L’évolution est différente de ce que les féroces guerriers économiques occidentaux avaient imaginé. Peu après le début de la guerre en février, la ministre allemande des Affaires étrangères Annalena Baerbock (Verts) a déclaré que les sanctions visaient à « ruiner » l’économie russe. Mais il n’en est pas question. Les sanctions de l’UE ont certes limité les exportations de biens de haute technologie vers la Russie, mais la valeur des importations a fortement augmenté, notamment dans le domaine de l’énergie et d’autres matières premières, c’est-à-dire dans des secteurs de l’économie russe.

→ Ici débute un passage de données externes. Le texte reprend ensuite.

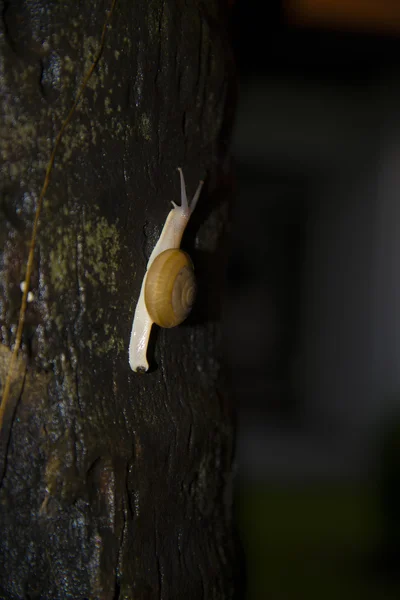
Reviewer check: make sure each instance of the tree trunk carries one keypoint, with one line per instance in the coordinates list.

67% des marchandises échangées avec la Russie sont des combustibles, du gaz et d’autres matériaux connexes. Les économies européennes ne peuvent pas s’en passer dans la mesure souhaitée. La raison de l’augmentation globale de la valeur des importations est principalement due à l’explosion des prix du gaz.
La valeur mensuelle des importations a atteint un pic en mars, puis a diminué régulièrement, pour revenir en octobre à son niveau d’avant la crise – en raison de la hausse massive des prix entre-temps. Le commerce dans d’autres secteurs a généralement diminué, mais pas autant que prévu.
La Russie a particulièrement profité des goulets d’étranglement au milieu de la crise énergétique. Pour faire baisser les prix, l’Europe aurait dû augmenter l’offre d’énergie. Si les prix du gaz baissent à nouveau, c’est principalement en raison du temps doux et de la baisse de la demande en Europe. La deuxième raison est importante : elle indique que la désindustrialisation des sites économiques européens, redoutée par de nombreux experts, a déjà commencé – ce qui signifie qu’un nombre significatif d’entreprises auraient soit réduit, soit complètement arrêté leur production.